At the beginning of this journey in April 2012 I came out to my rabbi and wife. After some initial therapy with a general therapist my doctor wanted me to see a psycho sexual therapist, i.e. someone who would be comfortable and competent at assessing me.

About six weeks after I came out, and probably a month after I started anti depressants and therapy, I had my first appointment with a therapist who does this kind of work. It was a good session, but I was concerned that she had only dealt with two other transgender patients. I wanted someone with more experience as well as someone who would call me on any self delusional BS I might want to believe rather than  reality.

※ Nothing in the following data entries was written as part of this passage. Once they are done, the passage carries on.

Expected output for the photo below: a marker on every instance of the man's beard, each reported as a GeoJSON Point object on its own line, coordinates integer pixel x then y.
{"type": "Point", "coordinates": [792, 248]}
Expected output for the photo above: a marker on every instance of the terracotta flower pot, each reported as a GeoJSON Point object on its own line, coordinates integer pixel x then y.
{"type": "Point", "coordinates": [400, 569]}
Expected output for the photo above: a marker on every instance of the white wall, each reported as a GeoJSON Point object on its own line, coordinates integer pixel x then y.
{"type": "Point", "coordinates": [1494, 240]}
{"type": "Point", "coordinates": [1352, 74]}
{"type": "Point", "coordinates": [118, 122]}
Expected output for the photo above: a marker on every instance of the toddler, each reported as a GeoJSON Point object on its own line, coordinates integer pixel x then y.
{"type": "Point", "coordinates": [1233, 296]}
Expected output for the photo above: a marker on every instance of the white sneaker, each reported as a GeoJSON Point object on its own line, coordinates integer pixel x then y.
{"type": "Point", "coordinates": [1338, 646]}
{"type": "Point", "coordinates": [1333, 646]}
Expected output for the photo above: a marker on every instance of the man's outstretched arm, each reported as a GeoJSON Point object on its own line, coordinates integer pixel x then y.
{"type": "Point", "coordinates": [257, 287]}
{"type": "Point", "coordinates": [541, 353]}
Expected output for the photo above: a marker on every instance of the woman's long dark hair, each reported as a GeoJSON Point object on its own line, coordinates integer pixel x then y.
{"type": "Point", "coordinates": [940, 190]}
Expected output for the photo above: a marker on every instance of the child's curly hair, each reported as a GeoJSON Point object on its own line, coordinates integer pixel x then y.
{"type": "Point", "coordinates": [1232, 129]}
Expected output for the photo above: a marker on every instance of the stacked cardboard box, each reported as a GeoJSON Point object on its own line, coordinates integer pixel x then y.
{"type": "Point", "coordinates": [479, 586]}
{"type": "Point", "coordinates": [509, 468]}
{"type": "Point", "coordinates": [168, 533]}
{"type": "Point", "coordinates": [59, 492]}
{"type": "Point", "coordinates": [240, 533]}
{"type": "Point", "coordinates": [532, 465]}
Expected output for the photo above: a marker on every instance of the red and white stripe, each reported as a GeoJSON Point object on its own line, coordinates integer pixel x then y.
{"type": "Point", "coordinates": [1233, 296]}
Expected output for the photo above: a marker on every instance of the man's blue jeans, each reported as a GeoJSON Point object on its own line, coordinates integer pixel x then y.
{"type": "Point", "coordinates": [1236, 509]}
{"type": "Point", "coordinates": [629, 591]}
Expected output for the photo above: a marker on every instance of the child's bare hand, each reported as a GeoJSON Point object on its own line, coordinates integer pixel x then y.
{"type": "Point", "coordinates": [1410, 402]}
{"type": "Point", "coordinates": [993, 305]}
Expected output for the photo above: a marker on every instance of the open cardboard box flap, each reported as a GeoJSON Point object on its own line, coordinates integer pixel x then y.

I tried to see someone at Fenway health, which is well known for their treatment of the LGBT community. Unfortunately (or maybe fortunately since travelling there would have killed about three hours a week) they had no openings except for their current health center patients. However, they did have a list of therapists in the greater Boston area that could help me.

I remember that when I first went to see C, I asked her whether we could put all the parts back in the box so I could return to being a “normal” person. I thought it unlikely but felt it was an important question to ask. Needless to say that wasn’t an option.

I started therapy with the notion that I was going to feel out what was going on. I had a near certainty that I would end up transitioning, but I also didn’t understand that there might be a more conservative place to end up. As C explained, it’s like a train with different stops, and there were a few to try out.

I started with just doing more art and music. I felt it let some of the female side of me out. I would say that it helped but probably as a coping with depression strategy more than anything else. So we started the train back up. The next stop was to try cross dressing.